On this subject I have some expertise...
having worked the past 25+ years at DOE operated nuclear facilities. I am not a scientist, I am not a physicist, I am an Operator. I operate the equipment and do the hands on work. I can't do the calculations to design a reactor or a fuel reprocessing plant, but I could build one that worked, (provided the materials) from what I have learned and done over the years.
As others have said, what the public "knows" about nuclear power and nuclear waste is mostly wrong. This comes from nearly half a century of Hollywood bull****, and agenda driven individuals making a point of telling only part of the truth. If there is anything in the world that has gotten more bad press than legal gun ownership, it is nuclear energy.
First, some terms; Fission - splitting atoms (uranium/plutonium) is the power of nuclear reactors and atomic bombs. Fusion -fusing light atoms together (hydrogen) is the power of the sun, and the H-bomb. We can create a fusion reaction, but we cannot yet control one. A bomb yes. A reactor, no. When we can control a fusion reaction, our energy problems will be solved for as long as matter exists in the universe, but until then, other things must do.
One thing the public does not well understand is that "radioactive" does not automatically mean lethal or even dangerous. There are many naturally occurring radioactive isotopes, some of them are found in every living thing. It is the amount that makes the difference. Sort of like you need iron in your blood in order to live, but if I drop a 10,000lb ingot on your head it won't be very good for you. Sort of.
The waste from a nuclear reactor comes in three general categories. Low level waste - all the contaminated material generated by operating the plant (gloves, tape, filters, protective clothing, tools, and contaminated equipment) These kinds of items have detectable levels of radioactive contamination, which would only be harmful if ingested, long term.
High level waste - which is material that does give off damaging levels of radiation -pipes and pumps from primary coolant loop, the coolant water, (depending on design) itself and of course, the spent fuel.

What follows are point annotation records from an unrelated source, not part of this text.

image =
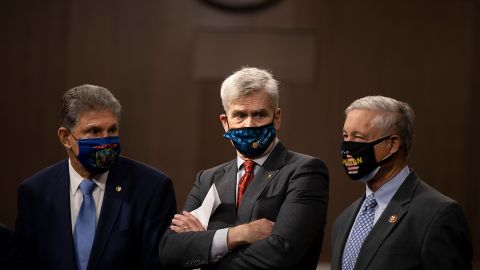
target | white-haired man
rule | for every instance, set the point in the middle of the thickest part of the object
(273, 201)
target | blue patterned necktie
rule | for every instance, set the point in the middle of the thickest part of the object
(360, 230)
(85, 225)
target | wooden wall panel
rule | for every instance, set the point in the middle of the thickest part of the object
(425, 53)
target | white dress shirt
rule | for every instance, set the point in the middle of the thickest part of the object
(384, 194)
(76, 196)
(219, 244)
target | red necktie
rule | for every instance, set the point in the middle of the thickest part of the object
(248, 165)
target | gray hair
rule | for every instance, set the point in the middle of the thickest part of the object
(248, 80)
(87, 98)
(395, 115)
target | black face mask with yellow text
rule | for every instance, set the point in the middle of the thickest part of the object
(358, 158)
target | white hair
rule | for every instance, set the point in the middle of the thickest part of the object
(248, 80)
(84, 98)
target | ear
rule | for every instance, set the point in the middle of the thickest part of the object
(277, 118)
(224, 121)
(64, 137)
(394, 143)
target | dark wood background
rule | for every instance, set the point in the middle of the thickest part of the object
(165, 60)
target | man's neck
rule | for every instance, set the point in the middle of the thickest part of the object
(78, 167)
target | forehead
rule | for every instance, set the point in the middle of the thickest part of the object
(252, 102)
(97, 118)
(360, 121)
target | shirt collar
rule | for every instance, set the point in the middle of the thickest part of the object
(76, 179)
(385, 193)
(259, 160)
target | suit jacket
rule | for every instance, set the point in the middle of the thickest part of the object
(131, 221)
(419, 229)
(11, 254)
(290, 189)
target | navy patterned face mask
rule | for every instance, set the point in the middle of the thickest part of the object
(97, 155)
(252, 141)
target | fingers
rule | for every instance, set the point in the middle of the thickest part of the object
(185, 222)
(193, 222)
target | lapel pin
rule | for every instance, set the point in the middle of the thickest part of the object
(393, 219)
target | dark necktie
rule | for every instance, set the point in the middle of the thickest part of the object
(360, 230)
(248, 166)
(85, 225)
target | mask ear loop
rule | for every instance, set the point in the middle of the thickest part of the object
(387, 158)
(71, 134)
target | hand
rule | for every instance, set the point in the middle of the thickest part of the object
(249, 233)
(186, 222)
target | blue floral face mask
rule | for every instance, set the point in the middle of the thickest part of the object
(252, 141)
(97, 155)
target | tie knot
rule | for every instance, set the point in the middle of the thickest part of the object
(370, 202)
(87, 186)
(248, 165)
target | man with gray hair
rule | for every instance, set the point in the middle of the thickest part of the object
(96, 209)
(400, 222)
(273, 202)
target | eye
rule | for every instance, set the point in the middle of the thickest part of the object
(93, 131)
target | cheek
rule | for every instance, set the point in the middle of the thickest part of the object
(74, 148)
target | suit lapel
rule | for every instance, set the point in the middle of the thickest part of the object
(345, 229)
(389, 220)
(60, 191)
(264, 176)
(116, 189)
(226, 183)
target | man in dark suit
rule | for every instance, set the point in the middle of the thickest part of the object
(95, 210)
(400, 222)
(274, 220)
(11, 253)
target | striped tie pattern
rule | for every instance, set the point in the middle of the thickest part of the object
(85, 226)
(360, 230)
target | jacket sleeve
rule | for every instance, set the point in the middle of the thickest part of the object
(447, 243)
(158, 216)
(188, 249)
(300, 222)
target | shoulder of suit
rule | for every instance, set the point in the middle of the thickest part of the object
(428, 196)
(220, 167)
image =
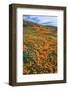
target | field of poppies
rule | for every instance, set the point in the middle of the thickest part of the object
(39, 49)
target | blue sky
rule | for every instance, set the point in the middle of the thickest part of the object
(43, 20)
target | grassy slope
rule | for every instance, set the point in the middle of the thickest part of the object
(40, 49)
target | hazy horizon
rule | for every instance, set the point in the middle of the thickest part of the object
(43, 20)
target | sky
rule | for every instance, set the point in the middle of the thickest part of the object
(43, 20)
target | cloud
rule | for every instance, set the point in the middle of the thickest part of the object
(43, 20)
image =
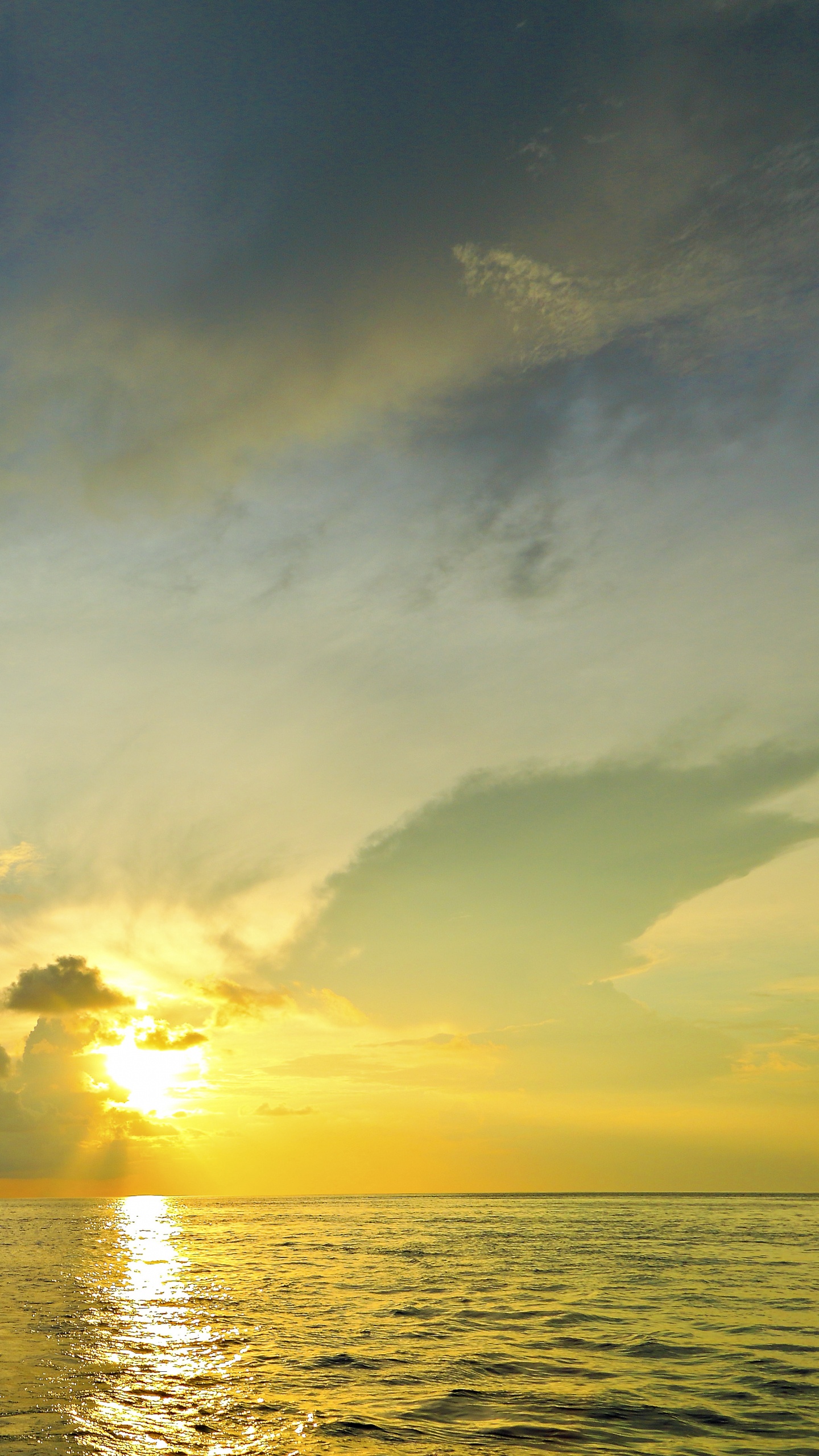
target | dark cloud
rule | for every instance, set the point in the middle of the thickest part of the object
(228, 225)
(493, 901)
(235, 1002)
(164, 1039)
(50, 1110)
(63, 986)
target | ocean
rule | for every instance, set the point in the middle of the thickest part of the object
(420, 1325)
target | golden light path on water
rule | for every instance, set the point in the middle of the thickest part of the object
(350, 1327)
(171, 1363)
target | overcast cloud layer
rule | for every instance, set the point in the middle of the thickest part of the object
(408, 430)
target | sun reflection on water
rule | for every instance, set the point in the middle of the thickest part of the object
(172, 1375)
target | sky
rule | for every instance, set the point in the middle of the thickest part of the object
(408, 596)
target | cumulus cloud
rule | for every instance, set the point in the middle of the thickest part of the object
(65, 985)
(59, 1107)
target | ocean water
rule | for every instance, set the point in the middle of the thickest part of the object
(421, 1325)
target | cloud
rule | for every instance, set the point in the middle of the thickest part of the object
(235, 1002)
(57, 1106)
(735, 268)
(63, 986)
(266, 1110)
(18, 859)
(164, 1039)
(489, 903)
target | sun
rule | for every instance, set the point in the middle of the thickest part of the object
(149, 1077)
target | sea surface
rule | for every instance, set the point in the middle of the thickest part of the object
(413, 1325)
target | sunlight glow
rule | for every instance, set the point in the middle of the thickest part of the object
(149, 1077)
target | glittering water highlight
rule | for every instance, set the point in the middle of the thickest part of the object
(435, 1325)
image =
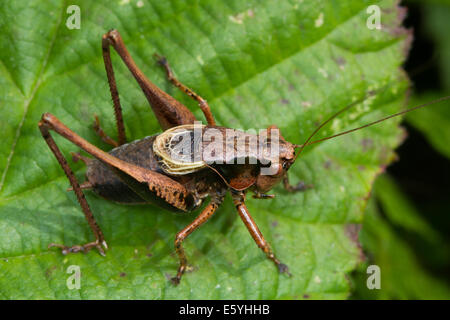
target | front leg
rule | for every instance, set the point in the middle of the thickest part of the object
(183, 234)
(238, 199)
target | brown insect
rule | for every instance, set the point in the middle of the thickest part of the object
(148, 171)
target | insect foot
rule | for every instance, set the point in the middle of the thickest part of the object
(101, 247)
(284, 269)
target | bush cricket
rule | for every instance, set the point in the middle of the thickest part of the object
(183, 166)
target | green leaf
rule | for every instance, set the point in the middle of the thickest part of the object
(403, 275)
(434, 122)
(289, 63)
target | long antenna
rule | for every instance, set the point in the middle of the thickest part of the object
(371, 93)
(307, 143)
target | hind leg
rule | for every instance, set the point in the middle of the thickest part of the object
(99, 243)
(168, 111)
(201, 102)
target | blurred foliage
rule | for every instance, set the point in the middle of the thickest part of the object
(289, 63)
(396, 235)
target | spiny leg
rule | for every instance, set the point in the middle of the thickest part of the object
(168, 111)
(114, 94)
(301, 186)
(238, 199)
(98, 129)
(202, 102)
(183, 234)
(145, 182)
(99, 242)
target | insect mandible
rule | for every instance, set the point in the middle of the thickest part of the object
(148, 171)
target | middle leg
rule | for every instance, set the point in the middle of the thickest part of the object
(238, 199)
(183, 234)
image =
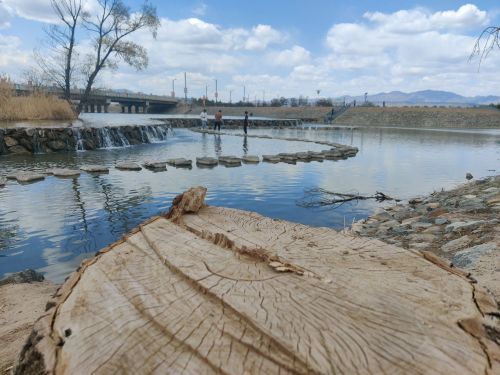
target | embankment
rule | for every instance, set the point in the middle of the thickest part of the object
(301, 113)
(44, 140)
(421, 117)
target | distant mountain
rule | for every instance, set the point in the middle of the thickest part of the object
(426, 97)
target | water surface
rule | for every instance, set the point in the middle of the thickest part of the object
(54, 224)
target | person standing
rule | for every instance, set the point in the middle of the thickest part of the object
(245, 122)
(203, 118)
(218, 120)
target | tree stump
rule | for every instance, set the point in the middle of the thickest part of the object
(217, 290)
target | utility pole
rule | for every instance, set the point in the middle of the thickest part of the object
(185, 88)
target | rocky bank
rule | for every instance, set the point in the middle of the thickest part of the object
(23, 298)
(461, 225)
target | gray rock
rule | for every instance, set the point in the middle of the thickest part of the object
(19, 150)
(9, 141)
(25, 177)
(93, 168)
(180, 162)
(467, 257)
(458, 226)
(208, 161)
(63, 172)
(271, 158)
(250, 159)
(155, 164)
(441, 221)
(420, 225)
(128, 166)
(26, 276)
(457, 244)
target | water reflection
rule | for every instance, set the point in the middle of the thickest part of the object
(54, 224)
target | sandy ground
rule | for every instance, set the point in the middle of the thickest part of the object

The third category is waste that contains radioactive material AND hazardous chemicals. Each type is handled differently. The spent fuel is the most difficult to store, and remains lethally dangerous for a long, long time, but not quite what everyone seems to think. Physically, more than 90% of the spent fuel remains relatively harmless Uranium. The high dose rate emitters (Cs & Sr) will continue to be dangerous for decades, up to a couple of centuries, but only if you keep them in your back pocket. The further away you are, the weaker the dose, due to the inverse square law. 2 feet away is 1/4 the contact dose. 3ft, 1/9th, etc.
I can discuss this subject at length, and in great detail, from a blue collar point of view. Anyone interested, PM me.
The way to permanently handle the "waste problem" of nuclear power is not to bury it in the ground (that is only temporary), but to shoot it into the sun. Don't use rockets, use mass driver (rail gun) technology. Turn it into glass first (after removing all reusable elements), so it cannot get into the environment, and then launch it. With current technology you could build a facitlity up the side of a mountain, and launch a telephone pole size payload out of orbit (no possibility or returning to earth) every few minutes, using only electricity, from now on, until the energy death of the universe. If you wonder why no one has (or is) doing that, follow the money. Yes, it really is that simple.
Yucca Mountain was supposed to be finished a decade ago, and won't be ready they say for another 10-12 years. AND, according to some calculations
won't be big enough for the waste that they are already committed to store, let alone what we are still producing.
FYI: How many of you folks know that the Soviet Union funneled a lot of money into the US & International anti nuclear movements, up until the end of the Cold War.